Someday This Pain Will Be Useful to You: A Novel by Peter Cameron
Author:Peter Cameron [Cameron, Peter]
Language: eng
Format: epub, mobi
ISBN: 9780312428167
Amazon: B003JTHSBI
Publisher: Picador
Published: 2007-01-01T11:00:00+00:00
I ran out into the middle of the parking lot and stood there for a moment, hidden between two hulking SUVs. I felt as if I had escaped from a house on fire; I was actually panting, and I thought if I turned around I would feel the hot bright conflagration of the strip mall. So I did not turn around, I ran across the parking lot and into the field behind it. I walked toward the center of the field—it wasn’t really a field, it might have been a field once, but now it was just a sort of open, abandoned, useless garbagy space. I thought how the center is defined by the spot farthest from every point of the perimeter. Since it wasn’t a very big field it did not take me long to reach its (supposed) center. I unzipped and peed fiercely, proudly, into the ground, as if that was the one thing I could do well. Then I looked around. The four sides of the field were bounded by the strip mall’s parking lot; a highway; a row of identical subdivision houses, the back of each exactly the same, except each house had a different pattern of lighted windows, like patterns of Braille spelling out different messages: baby’s asleep, daddy’s home, nobody’s home; and a long line of trees, obscuring whatever lay beyond them. I felt I was presented with four choices, four different places to go, and as I did not want to return to the theater, or look into the lighted windows of the subdivision, or expose myself to the glare and gore of the highway, the only remaining choice was the trees, and I ran toward them, before anyone could come chasing after me and force me back into the theater.

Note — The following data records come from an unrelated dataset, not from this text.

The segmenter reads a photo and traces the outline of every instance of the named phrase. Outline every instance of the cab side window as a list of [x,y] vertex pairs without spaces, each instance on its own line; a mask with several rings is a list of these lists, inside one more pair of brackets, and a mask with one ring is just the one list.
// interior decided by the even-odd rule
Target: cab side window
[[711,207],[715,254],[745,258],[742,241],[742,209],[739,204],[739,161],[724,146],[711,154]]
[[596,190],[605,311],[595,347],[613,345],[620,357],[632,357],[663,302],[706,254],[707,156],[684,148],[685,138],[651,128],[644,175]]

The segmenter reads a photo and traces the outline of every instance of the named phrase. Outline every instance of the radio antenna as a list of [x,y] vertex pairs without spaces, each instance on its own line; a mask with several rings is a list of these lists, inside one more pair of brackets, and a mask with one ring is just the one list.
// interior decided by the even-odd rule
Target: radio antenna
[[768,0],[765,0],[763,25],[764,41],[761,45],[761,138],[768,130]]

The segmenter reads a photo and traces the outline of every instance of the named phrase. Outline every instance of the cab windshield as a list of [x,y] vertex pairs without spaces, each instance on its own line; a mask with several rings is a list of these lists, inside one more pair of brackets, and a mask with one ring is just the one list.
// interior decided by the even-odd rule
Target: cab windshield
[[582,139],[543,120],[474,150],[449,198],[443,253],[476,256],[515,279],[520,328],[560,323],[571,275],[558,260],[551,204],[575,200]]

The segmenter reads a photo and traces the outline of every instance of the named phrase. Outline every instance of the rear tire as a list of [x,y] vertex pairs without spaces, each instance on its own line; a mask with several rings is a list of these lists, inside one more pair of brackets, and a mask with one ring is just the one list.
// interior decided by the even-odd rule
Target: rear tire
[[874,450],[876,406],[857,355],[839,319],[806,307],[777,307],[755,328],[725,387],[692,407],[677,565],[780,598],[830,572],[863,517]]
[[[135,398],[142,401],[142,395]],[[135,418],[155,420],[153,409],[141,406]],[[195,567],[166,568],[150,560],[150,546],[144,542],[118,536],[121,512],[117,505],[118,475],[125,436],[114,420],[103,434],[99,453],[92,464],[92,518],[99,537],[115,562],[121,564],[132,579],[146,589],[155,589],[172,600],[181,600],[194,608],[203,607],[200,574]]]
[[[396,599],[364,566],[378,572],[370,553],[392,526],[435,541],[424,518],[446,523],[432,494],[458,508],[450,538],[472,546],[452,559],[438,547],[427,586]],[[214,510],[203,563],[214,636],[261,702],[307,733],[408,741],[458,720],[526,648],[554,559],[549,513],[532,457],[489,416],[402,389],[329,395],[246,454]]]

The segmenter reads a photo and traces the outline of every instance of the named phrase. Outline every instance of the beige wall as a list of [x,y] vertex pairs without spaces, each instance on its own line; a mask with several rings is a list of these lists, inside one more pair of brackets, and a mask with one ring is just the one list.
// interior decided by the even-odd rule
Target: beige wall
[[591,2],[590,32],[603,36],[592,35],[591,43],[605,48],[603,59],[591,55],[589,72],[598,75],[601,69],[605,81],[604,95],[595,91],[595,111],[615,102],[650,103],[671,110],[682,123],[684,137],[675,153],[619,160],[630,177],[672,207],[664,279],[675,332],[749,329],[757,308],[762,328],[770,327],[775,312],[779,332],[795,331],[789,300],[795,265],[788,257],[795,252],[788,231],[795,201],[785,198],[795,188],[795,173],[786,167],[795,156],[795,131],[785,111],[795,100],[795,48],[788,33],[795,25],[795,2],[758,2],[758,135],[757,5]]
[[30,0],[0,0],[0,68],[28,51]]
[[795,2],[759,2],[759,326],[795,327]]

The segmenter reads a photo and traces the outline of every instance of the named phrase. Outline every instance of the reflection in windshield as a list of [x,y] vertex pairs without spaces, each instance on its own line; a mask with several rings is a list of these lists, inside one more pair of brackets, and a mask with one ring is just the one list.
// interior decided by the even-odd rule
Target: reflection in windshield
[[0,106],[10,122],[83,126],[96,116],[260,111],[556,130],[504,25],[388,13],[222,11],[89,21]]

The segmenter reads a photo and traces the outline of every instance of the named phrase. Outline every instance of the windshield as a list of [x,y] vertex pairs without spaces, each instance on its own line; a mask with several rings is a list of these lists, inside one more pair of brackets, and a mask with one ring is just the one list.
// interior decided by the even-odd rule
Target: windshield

The trees were more substantial than I expected, and actually amassed themselves into something resembling a forest. Unlike the field, which was littered with the revolting effluvia of human lives, the forest seemed, at least in the dark, to be pristine. I don’t know why, but I often think about when any particular patch of ground was last touched by human feet or hands or regarded by human eyes. In the city, there’s a small area on the corner of LaGuardia Place and Houston Street that has been fenced in and allowed to return to its primordial state, before the Dutch bought Manhattan from the Indians for $24. I like to look at it when I pass by, although it just looks like an overgrown abandoned lot. But I always have this feeling that I’ll see something startling inside the fence—a fox or a turtle or a coyote or some animal that has miraculously returned to this little pristine patch of land. I think it’s because I want to know that time can move backward as well as forward. That we could return to that moment when Manhattan was, in F. Scott Fitzgerald’s words, “a fresh, green breast of the new world,” not the dirty brown crotch it is now.